- Hugo Walker
Anticipating food crises: AI and food stability

Food crisis experts are harnessing artificial intelligence to tackle global food instability. A new study has found that deep learning can anticipate food crises, which gives agencies the opportunity to respond with the appropriate humanitarian aid.
The study was conducted by the World Bank and leveraged deep learning technology by inputting over 11 million news articles focused on food-insecure countries. By sifting through the data, the AI was able to generate an early warning system which outperformed existing food crisis risk models.
One of the authors of the study, Samuel Fraiberger, explained that traditional risk models miss the bigger picture, so they often fail to predict imminent food crises. "Historically, when you look at the data, the forecasts made by these experts, they are quite imprecise," commented Mr Fraiberger.

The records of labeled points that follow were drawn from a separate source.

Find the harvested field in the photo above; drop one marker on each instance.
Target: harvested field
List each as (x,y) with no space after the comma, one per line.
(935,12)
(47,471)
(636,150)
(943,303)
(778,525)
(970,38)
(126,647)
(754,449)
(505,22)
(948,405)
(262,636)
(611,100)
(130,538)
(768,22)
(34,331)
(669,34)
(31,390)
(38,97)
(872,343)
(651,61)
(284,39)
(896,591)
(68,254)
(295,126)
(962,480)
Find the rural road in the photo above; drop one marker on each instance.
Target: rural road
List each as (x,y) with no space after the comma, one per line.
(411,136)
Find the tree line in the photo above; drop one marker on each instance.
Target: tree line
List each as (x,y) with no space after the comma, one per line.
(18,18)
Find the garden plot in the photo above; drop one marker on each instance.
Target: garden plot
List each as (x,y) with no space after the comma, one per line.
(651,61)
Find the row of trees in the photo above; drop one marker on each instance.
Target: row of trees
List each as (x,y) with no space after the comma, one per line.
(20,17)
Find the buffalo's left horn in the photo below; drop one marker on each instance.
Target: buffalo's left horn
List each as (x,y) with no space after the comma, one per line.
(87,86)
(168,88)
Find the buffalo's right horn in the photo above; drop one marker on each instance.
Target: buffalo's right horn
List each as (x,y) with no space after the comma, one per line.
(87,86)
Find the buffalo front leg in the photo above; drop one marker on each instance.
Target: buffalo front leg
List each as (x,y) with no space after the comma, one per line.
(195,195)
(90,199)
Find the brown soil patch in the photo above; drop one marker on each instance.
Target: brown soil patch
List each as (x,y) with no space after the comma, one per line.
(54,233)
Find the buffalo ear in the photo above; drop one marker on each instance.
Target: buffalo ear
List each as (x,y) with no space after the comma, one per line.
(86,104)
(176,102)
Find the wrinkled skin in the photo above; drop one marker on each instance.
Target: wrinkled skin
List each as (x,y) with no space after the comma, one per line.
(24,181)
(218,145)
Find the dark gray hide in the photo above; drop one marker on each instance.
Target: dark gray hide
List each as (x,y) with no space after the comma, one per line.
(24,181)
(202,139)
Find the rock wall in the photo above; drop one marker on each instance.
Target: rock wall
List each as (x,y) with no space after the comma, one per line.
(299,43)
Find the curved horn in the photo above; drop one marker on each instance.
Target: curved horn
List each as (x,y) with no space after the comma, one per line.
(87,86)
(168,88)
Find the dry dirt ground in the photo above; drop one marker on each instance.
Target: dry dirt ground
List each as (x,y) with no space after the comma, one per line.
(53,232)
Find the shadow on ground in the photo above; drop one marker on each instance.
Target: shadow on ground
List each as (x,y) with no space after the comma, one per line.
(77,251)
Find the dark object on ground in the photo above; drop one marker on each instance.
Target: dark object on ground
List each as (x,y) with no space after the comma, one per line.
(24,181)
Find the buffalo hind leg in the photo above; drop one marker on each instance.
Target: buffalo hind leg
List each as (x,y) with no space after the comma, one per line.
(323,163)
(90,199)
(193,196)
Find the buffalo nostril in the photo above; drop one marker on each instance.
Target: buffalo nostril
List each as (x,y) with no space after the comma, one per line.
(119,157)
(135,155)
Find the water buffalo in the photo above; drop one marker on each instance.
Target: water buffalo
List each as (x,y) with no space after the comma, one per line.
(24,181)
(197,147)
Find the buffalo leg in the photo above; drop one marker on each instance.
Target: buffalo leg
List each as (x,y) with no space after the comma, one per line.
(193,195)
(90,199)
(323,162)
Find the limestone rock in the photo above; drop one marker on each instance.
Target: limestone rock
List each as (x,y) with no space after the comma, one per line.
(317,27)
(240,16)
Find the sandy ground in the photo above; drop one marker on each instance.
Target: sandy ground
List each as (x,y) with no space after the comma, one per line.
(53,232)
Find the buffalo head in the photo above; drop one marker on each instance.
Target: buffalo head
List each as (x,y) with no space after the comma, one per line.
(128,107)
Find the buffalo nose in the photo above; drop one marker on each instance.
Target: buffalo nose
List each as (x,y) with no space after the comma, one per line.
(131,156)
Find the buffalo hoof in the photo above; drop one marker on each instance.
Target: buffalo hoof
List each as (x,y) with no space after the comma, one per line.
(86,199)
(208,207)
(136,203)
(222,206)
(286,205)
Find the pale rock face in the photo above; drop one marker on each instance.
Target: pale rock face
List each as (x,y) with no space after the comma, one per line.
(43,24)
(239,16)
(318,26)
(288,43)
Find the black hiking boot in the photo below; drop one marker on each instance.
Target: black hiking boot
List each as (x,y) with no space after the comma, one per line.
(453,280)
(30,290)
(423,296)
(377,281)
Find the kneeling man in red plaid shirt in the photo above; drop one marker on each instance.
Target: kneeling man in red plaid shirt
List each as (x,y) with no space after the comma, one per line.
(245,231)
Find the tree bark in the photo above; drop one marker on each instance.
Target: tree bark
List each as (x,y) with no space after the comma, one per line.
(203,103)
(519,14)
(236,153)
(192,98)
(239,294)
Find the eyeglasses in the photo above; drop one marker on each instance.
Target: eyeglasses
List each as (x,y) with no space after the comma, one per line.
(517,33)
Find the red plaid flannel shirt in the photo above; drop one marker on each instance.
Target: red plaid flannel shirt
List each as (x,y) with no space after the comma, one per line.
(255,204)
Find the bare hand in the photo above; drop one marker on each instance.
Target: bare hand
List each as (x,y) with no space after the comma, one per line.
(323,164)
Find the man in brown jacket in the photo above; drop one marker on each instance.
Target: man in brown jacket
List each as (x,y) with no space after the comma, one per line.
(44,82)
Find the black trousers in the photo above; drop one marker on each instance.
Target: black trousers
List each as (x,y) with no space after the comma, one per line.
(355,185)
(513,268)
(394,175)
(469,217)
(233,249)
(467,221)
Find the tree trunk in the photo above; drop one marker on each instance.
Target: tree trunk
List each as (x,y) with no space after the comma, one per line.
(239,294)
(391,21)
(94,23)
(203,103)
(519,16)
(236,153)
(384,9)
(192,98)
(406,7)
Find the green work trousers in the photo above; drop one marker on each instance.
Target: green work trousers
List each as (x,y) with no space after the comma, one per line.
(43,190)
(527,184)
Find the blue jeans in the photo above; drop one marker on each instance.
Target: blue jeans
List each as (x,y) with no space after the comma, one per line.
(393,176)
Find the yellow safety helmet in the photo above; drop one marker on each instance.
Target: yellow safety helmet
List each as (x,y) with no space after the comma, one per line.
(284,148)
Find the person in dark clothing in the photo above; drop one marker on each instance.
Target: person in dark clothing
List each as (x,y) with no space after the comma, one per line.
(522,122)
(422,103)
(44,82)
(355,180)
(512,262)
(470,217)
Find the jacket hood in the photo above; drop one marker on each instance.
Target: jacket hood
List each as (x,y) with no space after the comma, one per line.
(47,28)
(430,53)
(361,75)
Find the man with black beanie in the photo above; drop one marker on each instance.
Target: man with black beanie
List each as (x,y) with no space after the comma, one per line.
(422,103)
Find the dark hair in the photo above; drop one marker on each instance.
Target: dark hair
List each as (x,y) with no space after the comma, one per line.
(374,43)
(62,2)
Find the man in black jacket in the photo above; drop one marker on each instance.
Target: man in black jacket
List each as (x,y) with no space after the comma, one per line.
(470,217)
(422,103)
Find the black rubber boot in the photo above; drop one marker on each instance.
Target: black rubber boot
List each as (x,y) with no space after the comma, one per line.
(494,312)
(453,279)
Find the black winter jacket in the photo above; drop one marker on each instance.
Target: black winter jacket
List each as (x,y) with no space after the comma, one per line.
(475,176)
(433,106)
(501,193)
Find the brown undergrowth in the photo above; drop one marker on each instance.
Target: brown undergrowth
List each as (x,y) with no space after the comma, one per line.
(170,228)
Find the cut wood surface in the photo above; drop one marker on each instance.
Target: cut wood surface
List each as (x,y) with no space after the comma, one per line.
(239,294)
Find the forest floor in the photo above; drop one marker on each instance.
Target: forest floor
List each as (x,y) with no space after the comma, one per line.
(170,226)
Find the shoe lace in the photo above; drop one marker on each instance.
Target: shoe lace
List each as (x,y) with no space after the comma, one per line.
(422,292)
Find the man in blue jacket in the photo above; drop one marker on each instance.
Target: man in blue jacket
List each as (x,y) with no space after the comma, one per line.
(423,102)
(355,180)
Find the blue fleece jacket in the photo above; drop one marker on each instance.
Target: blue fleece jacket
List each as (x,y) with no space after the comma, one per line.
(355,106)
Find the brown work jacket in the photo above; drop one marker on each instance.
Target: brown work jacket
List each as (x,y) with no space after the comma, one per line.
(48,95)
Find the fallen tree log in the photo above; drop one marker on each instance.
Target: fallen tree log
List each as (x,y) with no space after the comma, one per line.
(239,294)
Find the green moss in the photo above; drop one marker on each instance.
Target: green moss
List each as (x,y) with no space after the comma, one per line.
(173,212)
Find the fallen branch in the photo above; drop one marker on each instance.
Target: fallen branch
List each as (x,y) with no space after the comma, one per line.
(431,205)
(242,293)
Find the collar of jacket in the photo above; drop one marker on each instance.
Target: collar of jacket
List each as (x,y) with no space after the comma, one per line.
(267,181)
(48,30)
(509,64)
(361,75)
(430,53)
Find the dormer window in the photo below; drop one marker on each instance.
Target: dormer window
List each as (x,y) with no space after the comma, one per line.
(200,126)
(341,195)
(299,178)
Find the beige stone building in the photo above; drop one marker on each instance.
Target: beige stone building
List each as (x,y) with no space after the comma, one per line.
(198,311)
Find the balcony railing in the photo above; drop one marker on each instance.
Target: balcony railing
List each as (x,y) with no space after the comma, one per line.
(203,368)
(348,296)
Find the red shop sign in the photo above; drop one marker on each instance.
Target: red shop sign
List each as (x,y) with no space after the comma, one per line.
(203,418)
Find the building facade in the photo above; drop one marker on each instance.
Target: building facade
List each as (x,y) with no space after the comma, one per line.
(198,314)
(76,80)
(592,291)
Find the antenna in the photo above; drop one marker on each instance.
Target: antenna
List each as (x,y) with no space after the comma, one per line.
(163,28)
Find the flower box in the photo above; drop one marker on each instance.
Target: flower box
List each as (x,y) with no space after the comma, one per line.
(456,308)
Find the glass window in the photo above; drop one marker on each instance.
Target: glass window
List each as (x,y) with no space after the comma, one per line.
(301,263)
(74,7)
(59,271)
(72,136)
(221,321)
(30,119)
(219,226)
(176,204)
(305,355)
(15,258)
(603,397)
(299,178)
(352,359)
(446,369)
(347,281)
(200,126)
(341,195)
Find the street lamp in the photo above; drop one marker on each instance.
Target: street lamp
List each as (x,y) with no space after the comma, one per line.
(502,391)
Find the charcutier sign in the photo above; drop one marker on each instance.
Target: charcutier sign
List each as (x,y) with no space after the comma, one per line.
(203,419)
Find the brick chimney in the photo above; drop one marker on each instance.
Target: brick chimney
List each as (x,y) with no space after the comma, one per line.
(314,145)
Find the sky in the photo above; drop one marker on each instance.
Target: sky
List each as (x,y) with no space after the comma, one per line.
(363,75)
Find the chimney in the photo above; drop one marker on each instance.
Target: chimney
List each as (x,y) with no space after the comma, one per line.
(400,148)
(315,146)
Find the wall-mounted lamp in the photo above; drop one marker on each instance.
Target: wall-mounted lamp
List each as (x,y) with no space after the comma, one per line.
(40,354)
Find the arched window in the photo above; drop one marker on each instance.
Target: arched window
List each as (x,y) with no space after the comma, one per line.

For example, traditional food crisis models concentrate on quantitative data, which is often incomplete — particularly in data-scarce areas — or fails to capture the bigger picture. Instead, machine learning can harness a mixture of qualitative and quantitative data to generate a holistic understanding of real-world scenarios which better anticipate food crises.
The study uses the example of a food crisis in Ethiopia in 2009 which was not anticipated by the traditional model because the precipitation index failed to capture the actual effects of a drought. In contrast to the traditional model, machine learning was able to retrospectively flag the drought as a risk factor by interpreting news articles.
Using AI and machine learning opens up a world of data which can be modelled to anticipate potential disasters. Ultimately, this buys disaster response agencies time to allocate humanitarian aid. These discoveries are timely: as climate change grinds down on our food systems, technology that supports food stability is more important than ever.